Evaluation of the Surface Climatology over the Conterminous United States in the North American Regional Climate Change Assessment Program Hindcast Experiment Using a Regional Climate Model Evaluation System
Surface air temperature, precipitation, and insolation over the conterminous United States region from the North American Regional Climate Change Assessment Program (NARCCAP) regional climate model (RCM) hindcast study are evaluated using the Jet Propulsion Laboratory (JPL) Regional Climate Model Evaluation System (RCMES). All RCMs reasonably simulate the observed climatology of these variables. RCM skill varies more widely for the magnitude of spatial variability than the pattern. The multimodel ensemble is among the best performers for all these variables.

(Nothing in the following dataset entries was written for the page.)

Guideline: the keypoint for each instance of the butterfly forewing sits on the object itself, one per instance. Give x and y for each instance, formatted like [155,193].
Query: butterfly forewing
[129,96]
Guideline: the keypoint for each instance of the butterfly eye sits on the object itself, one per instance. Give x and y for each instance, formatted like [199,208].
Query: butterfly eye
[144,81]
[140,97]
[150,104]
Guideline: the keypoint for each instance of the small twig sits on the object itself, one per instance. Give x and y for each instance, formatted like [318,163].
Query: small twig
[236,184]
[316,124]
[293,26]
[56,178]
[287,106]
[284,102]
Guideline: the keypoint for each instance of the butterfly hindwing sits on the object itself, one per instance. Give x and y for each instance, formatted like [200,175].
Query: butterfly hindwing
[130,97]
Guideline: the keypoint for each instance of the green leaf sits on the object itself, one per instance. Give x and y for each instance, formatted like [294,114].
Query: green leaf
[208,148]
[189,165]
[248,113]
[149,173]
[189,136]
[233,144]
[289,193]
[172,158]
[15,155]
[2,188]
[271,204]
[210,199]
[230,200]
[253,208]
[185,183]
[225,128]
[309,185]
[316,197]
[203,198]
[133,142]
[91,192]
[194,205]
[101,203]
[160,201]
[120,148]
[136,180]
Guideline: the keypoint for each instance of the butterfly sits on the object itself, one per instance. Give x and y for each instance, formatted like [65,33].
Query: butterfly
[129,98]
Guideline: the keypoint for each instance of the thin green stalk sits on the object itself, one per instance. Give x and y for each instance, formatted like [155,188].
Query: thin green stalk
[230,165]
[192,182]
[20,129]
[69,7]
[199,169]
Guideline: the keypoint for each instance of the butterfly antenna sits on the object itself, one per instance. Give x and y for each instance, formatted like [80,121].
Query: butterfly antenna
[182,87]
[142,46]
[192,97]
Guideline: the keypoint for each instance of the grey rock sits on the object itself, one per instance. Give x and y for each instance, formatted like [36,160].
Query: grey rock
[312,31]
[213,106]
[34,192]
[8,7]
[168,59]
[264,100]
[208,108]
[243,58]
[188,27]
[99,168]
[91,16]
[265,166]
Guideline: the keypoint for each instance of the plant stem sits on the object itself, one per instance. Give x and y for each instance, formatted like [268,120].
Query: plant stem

Systematic biases occur across these RCMs for the annual means, with warm biases over the Great Plains (GP) and cold biases in the Atlantic and the Gulf of Mexico (GM) coastal regions. Wet biases in the Pacific Northwest and dry biases in the GM/southern Great Plains also occur in most RCMs. All RCMs suffer problems in simulating summer rainfall in the Arizona–New Mexico region. RCMs generally overestimate surface insolation, especially in the eastern United States. Negative correlation between the biases in insolation and precipitation suggest that these two fields are related, likely via clouds. Systematic variations in biases for regions, seasons, variables, and metrics suggest that the bias correction in applying climate model data to assess the climate impact on various sectors must be performed accordingly. Precipitation evaluation with multiple observations reveals that observational data can be an important source of uncertainties in model evaluation; thus, cross examination of observational data is important for model evaluation.